12 Décembre 2007
Un entretien publié dans l'hebdomadaire "Paris Match" (Edition Belge), le 12 décembre 2007 -
Correspondant permanent du "Monde" à Bruxelles, ancien rédacteur en chef du "Vif-L’Express", ancien rédacteur en chef adjoint du quotidien "Le Soir", maître de conférences invité au département COMU de l’université catholique de Louvain, le journaliste belge Jean-Pierre Stroobants est un observateur averti et expérimenté des soubresauts à répétition de la vie politique du Royaume. Pour lui, « Yves Leterme s’est lui-même emprisonné dans le carcan qui l’a empêché d’aboutir».
Paris Match Belgique. Quand vous croisez un confrère français et que vous devez lui résumer la « crise belge » en deux mots, par où, commencez-vous ?
Jean-Pierre Stroobants. Hum… Expliquer ce qui passe en Belgique en deux mots, c’est tout bonnement impossible ! J’entamerais le propos en évoquant, disons, «une crise complexe dans un pays complexe…» J’aurais tendance à remonter à 1831. Peut-être faudrait-il que je donne à ce collègue quelques éléments d’informations relatifs à l’histoire du mouvement flamand. Que je lui raconte ces frustrations et ces injustices d’un passé lointain qui, aujourd’hui encore, nourrit encore un certain romantisme culturel et l’inconscient collectif de la génération Leterme. Je lui dirais que ce que la Belgique vit en ce moment n’est pas seulement une crise linguistique, que ce n’est pas un incident soudain ; plutôt le fruit d’une longue chaîne historique dont tous les maillons devaient conduire, un jour ou l’autre, à ce type d’affrontement. Il est évident que j’ajouterais un petit commentaire sur un acteur dont le rôle a été tragiquement central dans la crise actuelle. Je veux parler d’Yves Leterme, bien entendu.
Et qu’en diriez-vous ?
Contrairement à ses prédécesseurs - je pense à des personnalités telles Martens, Dehaene ou Verhofstadt - Yves Leterme ne s’est pas bien préparé à la fonction qu’il envisageait d’occuper. Quand on a l’ambition de devenir le Premier ministre d’un pays compliqué comme la Belgique, il faut savoir jeter des ponts vers toutes les communautés. Avoir une stature d’homme d’Etat, être au dessus de la mêlée. De ce point de vue, le bilan de l’homme aux 800 000 voix flamandes est très négatif. Et puis, fait unique dans l’histoire du pays, il s’est pris deux fois de suite les pieds dans le tapis en temps que formateur ! Dès lors, de grosses questions se posent sur sa véritable compétence…

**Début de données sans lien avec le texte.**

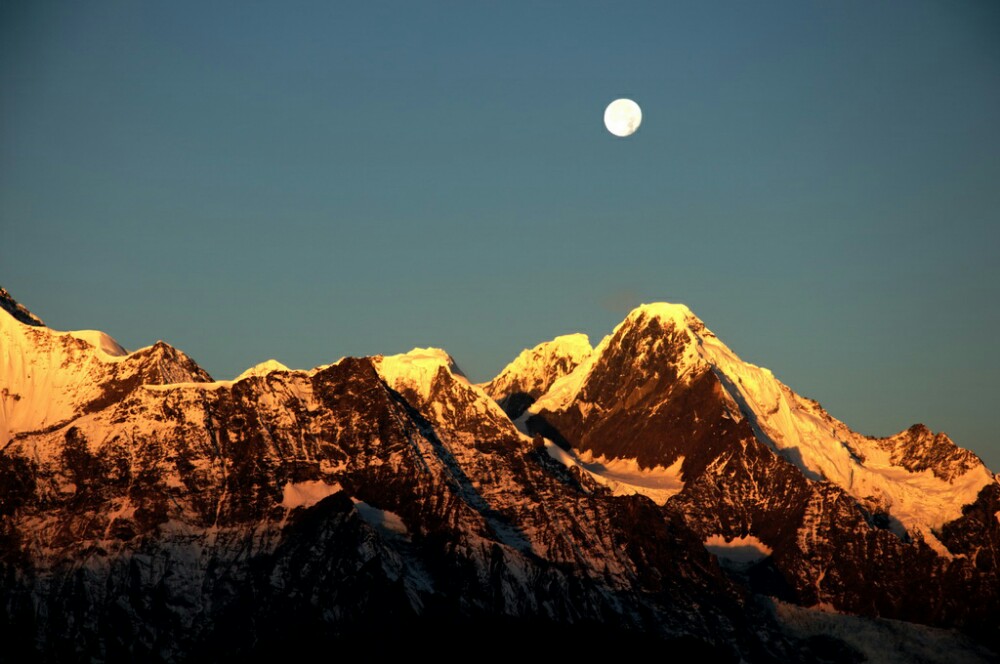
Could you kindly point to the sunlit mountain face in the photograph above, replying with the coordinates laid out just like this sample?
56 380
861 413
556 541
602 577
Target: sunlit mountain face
651 490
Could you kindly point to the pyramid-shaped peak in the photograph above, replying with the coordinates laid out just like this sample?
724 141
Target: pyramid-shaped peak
18 310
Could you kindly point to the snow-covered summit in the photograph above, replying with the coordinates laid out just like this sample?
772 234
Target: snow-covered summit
48 377
534 371
417 369
262 369
919 478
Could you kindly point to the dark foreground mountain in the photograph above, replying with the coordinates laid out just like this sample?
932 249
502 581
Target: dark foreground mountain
666 495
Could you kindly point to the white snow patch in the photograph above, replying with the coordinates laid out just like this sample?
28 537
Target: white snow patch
306 494
537 368
624 476
389 523
739 551
99 340
796 428
262 369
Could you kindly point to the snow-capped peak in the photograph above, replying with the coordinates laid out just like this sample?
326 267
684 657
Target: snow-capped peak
262 369
534 371
416 369
665 311
18 310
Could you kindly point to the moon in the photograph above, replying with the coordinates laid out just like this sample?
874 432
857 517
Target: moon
622 117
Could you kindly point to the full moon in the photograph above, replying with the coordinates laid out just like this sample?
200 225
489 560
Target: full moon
622 117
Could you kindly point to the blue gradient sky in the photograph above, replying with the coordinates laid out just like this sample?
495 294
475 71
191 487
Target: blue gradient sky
820 182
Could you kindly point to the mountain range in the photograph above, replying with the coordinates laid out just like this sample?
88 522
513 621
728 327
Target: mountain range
652 491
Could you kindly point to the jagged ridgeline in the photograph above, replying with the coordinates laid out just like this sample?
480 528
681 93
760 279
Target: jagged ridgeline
654 491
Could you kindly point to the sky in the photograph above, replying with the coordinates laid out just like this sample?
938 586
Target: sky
819 182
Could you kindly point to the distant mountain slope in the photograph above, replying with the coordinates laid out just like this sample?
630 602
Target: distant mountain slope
657 491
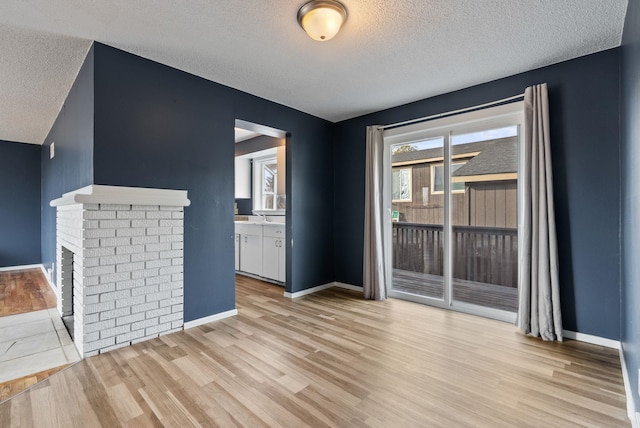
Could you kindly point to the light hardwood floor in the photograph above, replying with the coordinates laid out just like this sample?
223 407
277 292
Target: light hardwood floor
333 359
24 290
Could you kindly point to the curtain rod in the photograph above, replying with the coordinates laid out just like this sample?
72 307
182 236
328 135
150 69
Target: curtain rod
450 113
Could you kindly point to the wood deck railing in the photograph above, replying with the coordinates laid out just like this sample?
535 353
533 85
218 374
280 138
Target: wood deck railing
482 254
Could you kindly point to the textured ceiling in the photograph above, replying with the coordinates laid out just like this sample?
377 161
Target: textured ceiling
388 52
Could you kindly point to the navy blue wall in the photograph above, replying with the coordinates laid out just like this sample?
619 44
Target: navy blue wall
159 127
20 208
72 166
584 110
630 160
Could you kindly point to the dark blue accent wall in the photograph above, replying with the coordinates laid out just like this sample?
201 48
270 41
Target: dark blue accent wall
160 127
72 166
20 207
584 114
630 162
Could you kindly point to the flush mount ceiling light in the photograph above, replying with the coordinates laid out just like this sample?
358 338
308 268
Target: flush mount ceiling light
322 19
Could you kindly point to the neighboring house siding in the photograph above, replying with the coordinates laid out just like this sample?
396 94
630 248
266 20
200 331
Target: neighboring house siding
491 204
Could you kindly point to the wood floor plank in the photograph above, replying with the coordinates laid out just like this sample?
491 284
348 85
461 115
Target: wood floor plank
334 359
24 290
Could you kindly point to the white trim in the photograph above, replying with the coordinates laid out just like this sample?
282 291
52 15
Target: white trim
49 279
320 288
453 112
210 318
98 194
307 291
631 407
594 340
348 286
10 268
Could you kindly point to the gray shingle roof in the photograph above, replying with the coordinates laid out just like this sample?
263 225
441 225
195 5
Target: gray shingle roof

Outre le constat qu’il est peu ou pas rassembleur, ne peut-on pas aussi dire de l’ex-formateur qu’il manque cruellement d’expérience pour prendre en main, dès à présent, le gouvernail de la Belgique ?
En effet, Leterme n’apparaît pas comme quelqu’un qui disposerait de l’expérience nécessaire pour devenir Premier ministre dans un contexte fédéral aussi difficile… Il est arrivé dans le débat national comme un matamore tout en ne disposant que d’un acquis très limité. En fait, ses véritables débuts au premier plan sont très récents. Ils remontent à la fin des années 1990, au moment où il devient chef de groupe des sociaux chrétiens flamands à la Chambre. Inexpérimenté, il s’est en outre enfermé dans un carcan et, de la sorte, il s’est empêché d’aboutir. Je pense à ses slogans électoraux trop définitifs et bien entendu à ce cartel avec la N-VA ; tout le monde savait dès avant le 10 juin qu’il s’agissait d’un mouvement séparatiste à peine plus modéré que le Vlaams Belang sur le plan communautaire. Bref, la conséquence de tout cela, c’est que pour la première fois, le loup a été introduit dans la bergerie fédérale…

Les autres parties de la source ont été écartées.